#5 – Joint Effort

The cruising life is more of a joint effort with your partner than most women have ever before undertaken. Even marriage and raising a family most likely never brought you together as much as will cruising 24/7 on a boat.

“While living ashore, working two jobs and dealing with children, family, etc, couples are pulled apart dealing with many issues,” writes Debbie Leisure of Illusions, “but while living aboard, they will find that there are few external problems drawing you apart. You are both now dealing with the same issues: boat repair, sailing, and weather, but also everyday needs like meals, shopping, laundry, communications, none of which are accomplished as mindlessly as they were ashore. Couples discover they are now working as a united front. It can be a very rewarding experience.”

Somewhere along the way someone coined the expression of “pink and blue jobs” to describe the division of responsibilities on a cruising boat. While this raises the feminist hackles of many of today’s cruising women, when jobs sort out on the basis of “ability and affinity,” as one Admiral put it, the end result seems to be some fairly traditional divisions of labor.

“We’re much more “pink and blue” on the boat than we ever were on land,” says Eileen Quinn of Little Giddings. “That bothered us at first, but we stopped fighting it for its own sake and just tried to identify what we each really wanted to do. We tend to divide up areas of responsibility on the boat so that we can each be ‘in charge’ of certain things and then we help each other. Women need to avoid being cast solely as the ‘helpmate’.”

If the bulk of your responsibilities seem rosy-hued, there are a number of nautical functions that women seem to have natural affinity for once they’ve had some exposure. For example, with a little initiative and some good courses under their belt, woman often become the primary navigators, radio operators, and weather analysts. And women who sew (I am sewing impaired) are invaluable with sail repairs and canvas work.

“There are always tasks leftover that no one likes,” adds Mary Verlaque of I Wanda, “and you just divide those up in ways that work. The successful sharing of responsibility and drudgery as well as the fun seems to be a key to long term happy cruising.

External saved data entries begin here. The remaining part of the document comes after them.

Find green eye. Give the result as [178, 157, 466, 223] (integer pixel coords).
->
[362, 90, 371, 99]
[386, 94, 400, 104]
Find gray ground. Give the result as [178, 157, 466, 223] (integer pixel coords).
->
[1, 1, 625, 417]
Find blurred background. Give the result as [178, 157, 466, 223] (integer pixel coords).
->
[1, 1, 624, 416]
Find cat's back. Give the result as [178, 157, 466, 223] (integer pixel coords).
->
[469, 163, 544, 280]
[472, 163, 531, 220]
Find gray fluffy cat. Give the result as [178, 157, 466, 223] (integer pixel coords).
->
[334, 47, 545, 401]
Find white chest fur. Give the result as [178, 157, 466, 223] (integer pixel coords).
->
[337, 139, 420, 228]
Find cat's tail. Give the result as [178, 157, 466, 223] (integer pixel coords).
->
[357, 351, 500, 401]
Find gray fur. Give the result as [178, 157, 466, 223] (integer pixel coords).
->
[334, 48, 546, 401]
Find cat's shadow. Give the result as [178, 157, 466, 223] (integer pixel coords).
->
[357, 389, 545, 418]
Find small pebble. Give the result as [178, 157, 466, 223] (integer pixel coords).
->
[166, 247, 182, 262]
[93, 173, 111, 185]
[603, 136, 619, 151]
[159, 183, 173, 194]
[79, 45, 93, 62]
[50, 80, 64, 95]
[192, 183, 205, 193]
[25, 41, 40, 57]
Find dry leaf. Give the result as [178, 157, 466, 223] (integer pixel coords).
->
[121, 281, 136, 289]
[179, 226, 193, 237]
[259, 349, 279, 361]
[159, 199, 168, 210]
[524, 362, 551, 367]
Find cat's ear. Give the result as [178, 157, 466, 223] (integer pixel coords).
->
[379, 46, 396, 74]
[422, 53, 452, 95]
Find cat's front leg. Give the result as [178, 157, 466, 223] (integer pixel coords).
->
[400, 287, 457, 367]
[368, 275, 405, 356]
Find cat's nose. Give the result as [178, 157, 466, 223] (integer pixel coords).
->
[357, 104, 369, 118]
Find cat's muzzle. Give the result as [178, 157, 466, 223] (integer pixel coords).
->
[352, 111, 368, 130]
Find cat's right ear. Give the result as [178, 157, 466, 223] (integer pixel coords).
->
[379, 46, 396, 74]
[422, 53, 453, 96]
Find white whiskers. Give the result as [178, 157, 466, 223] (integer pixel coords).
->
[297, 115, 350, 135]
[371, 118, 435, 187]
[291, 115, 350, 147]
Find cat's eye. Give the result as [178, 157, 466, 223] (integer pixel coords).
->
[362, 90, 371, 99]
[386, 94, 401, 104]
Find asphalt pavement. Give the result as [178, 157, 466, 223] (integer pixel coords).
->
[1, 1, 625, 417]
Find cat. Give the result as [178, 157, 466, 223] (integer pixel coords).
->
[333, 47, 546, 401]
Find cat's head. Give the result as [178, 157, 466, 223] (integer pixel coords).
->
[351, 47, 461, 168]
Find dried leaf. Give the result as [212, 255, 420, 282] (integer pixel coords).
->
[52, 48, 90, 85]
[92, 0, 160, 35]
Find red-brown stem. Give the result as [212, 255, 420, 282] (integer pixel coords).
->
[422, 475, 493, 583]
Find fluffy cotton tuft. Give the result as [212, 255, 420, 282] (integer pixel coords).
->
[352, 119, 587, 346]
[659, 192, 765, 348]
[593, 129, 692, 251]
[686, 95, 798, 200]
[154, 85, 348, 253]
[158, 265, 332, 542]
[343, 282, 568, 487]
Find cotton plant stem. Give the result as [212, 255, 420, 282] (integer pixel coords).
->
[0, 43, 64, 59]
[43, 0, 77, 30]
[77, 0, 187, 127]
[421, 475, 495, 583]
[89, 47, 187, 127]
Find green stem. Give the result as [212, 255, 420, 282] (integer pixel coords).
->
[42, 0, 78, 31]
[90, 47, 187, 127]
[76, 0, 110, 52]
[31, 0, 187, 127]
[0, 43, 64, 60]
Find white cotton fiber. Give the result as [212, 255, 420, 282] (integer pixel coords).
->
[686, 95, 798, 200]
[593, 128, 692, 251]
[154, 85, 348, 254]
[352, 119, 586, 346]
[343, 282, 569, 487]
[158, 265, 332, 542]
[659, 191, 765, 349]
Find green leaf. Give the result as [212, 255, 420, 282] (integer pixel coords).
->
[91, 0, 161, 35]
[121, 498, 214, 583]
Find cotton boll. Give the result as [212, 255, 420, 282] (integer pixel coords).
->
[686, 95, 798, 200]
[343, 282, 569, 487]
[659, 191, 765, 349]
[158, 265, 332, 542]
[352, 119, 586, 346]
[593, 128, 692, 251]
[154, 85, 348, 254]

Ellen Sanpere of Cayenne III summed up her onboard responsibilities as, “Everything the skipper doesn’t have time to do, can’t do, hates to do, puts off too long or gets out of doing.” This brings to mind my years as a charter captain. Over the course of eight years I had five different crew – four guys and one woman. Every pairing was different, but every one was successful, and someone asked how I did it. I realized the answer was that I didn’t find crew to fit MY needs, I found good crew who did what they did well, and then I did what they didn’t. My first crew Glenn, was an experienced mechanic, so he took care of all things in the engine room, but when Judy was my mate, she was a better chef than I, so I took on all the blue jobs: engine maintenance, toilet maintenance, schlepping laundry and groceries, plus all the deck work, even barbecuing. I didn’t love getting my hands all greasy, but I was very proud of that adaptability, of the things that I could do.

Opportunities to earn respect and achieve self-respect have to be foremost in the mix for today’s women to be successfully recruited from the dock to the cruising life. “It is inconceivable that a woman at the pinnacle of success in her land life, where she has earned the respect of her peers, will want to embrace a life where her most important task is viewed as preparing hors d’oeuvres,” says Mary Verlaque of I Wanda.
It will take a joint effort by both partners to make that mix happen, a give and take, since your partner needs his self-respect, too. Most cruising women who are Admirals by my definition, are just those kinds of successful women and yet they are very happy with their lives aboard, more than content to have traded their careers for the self-defined lifestyle that cruising is. The men that must cling to the traditional image of absolute authority?… Well, they can just go cruising alone!

This article was published in the December 2006 issue of Latitudes and Attitudes.